Speeding up inner joins between a large table and a small table


This may be a silly question, but it may shed some light on how joins work internally.

Let's say I have a large table L and a small table S (100K rows vs. 100 rows).

Would there be any difference in terms of speed between the following two options?:

OPTION 1:                 OPTION 2:
---------                 ---------
SELECT *                  SELECT *
FROM L INNER JOIN S       FROM S INNER JOIN L
ON L.id = S.id;           ON L.id = S.id;

Notice that the only difference is the order in which the tables are joined.

I realize performance may vary between different SQL languages. If so, how would MySQL compare to Access?


Solution

  • No, the order does not matter.

    Almost all RDBMS's (such MS Access, MySQL, SQL Server, ORACLE etc) use a cost based optimiser based upon column statistics. In most situations, the optimiser will choose a correct plan. In the example you gave, the order will not matter (provided statistics are up to date).

    To decide what query strategy to use, the Jet Engine optimizer uses statistics. The following factors are some of the factors that these statistics are based on:

    • The number of records in a table
    • The number of data pages in a table
    • The location of the table
    • Whether indexes are present
    • How unique the indexes are

    Note: You cannot view Jet database engine optimization schemes, and you cannot specify how to optimize a query. However, you can use the Database Documenter to determine whether indexes are present and how unique an index is.

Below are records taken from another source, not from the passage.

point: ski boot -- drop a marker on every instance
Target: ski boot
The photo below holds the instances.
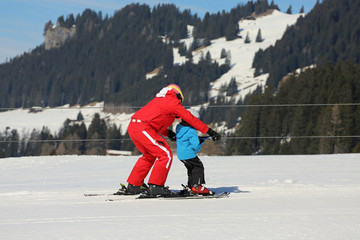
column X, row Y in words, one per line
column 132, row 189
column 201, row 190
column 156, row 191
column 186, row 191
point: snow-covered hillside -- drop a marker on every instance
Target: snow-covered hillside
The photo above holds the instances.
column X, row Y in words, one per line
column 272, row 198
column 272, row 27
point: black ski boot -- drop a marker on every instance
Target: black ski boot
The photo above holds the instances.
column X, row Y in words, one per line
column 132, row 189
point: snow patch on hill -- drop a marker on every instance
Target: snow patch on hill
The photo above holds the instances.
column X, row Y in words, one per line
column 272, row 27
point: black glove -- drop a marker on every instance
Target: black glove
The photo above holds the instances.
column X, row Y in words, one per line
column 203, row 138
column 171, row 135
column 214, row 135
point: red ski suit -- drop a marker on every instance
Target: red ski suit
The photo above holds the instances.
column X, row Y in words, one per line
column 145, row 128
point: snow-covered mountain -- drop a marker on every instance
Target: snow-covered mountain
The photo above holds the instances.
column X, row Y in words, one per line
column 272, row 198
column 272, row 25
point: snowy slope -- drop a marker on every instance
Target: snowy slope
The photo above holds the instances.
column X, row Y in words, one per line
column 272, row 27
column 272, row 198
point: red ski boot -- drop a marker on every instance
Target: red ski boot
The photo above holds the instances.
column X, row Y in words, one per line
column 201, row 190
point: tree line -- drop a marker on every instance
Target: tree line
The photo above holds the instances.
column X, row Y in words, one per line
column 108, row 58
column 73, row 138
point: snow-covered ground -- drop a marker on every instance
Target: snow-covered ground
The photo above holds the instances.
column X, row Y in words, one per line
column 272, row 197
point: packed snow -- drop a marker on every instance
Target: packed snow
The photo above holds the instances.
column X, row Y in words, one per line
column 272, row 198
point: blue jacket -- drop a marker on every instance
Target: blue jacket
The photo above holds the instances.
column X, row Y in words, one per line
column 187, row 142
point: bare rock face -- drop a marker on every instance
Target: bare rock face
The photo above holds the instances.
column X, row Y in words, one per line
column 55, row 36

    Based on these statistics, the Optimizer then selects the best internal query strategy for dealing with a particular query.

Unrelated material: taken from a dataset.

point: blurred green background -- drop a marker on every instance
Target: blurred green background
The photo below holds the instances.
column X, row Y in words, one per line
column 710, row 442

    The statistics are updated whenever a query is compiled. A query is flagged for compiling when you save any changes to the query (or its underlying tables) and when the database is compacted. If a query is flagged for compiling, the compiling and the updating of statistics occurs the next time that the query is run. Compiling typically takes from one second to four seconds.

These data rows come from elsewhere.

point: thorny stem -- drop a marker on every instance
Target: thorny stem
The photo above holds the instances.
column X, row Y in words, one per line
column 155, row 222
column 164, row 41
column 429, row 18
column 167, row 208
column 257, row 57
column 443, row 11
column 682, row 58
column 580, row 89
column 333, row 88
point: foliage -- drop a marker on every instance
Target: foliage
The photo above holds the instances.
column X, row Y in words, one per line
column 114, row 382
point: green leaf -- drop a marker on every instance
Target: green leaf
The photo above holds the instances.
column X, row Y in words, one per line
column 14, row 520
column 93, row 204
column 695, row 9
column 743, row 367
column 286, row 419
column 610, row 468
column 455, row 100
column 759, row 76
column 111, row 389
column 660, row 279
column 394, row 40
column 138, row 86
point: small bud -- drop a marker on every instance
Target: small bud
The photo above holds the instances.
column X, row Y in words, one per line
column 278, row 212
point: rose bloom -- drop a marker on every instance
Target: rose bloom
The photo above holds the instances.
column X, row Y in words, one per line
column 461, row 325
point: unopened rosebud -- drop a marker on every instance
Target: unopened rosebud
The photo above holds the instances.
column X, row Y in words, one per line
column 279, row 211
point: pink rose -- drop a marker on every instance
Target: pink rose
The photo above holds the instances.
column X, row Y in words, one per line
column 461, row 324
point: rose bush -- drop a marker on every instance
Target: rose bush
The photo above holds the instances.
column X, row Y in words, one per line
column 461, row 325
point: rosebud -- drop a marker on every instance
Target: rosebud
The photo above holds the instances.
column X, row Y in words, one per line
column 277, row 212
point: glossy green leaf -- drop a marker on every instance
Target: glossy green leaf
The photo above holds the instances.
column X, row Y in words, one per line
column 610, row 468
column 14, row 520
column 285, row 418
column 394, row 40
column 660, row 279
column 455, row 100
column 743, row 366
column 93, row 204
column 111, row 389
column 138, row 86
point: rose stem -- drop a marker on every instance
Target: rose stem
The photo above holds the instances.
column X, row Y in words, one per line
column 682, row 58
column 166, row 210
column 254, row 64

    If you add a significant number of records to your database, you must open and then save your queries to recompile the queries. For example, if you design and then test a query by using a small set of sample data, you must re-compile the query after additional records are added to the database. When you do this, you want to make sure that optimal query performance is achieved when your application is in use.

    Ref.

    Might be of interest: ACC: How to Optimize Queries in Microsoft Access 2.0, Microsoft Access 95, and Microsoft Access 97

    Tony Toews's Microsoft Access Performance FAQ is worth reading.

    There's a caveat to "JOIN order does not matter".

    If your RDBMS's cost based query optimiser times out creating the query plan then the join order COULD matter. Cost based optimisers have finite resources (both CPU time and memory) in which to construct a query plan. If they time out during the compilation stage, you will get the best plan found so far.

    TLDR; If you have complex queries that receive a plan compilation timeout (not query execution timeout), then put your most restrictive joins first. That way, at the point the query plan optimiser times out, it will increase the chance that a 'better' plan was found.

    Of course, if you are experiencing query plan compilation timeouts, you should probably simplify your query.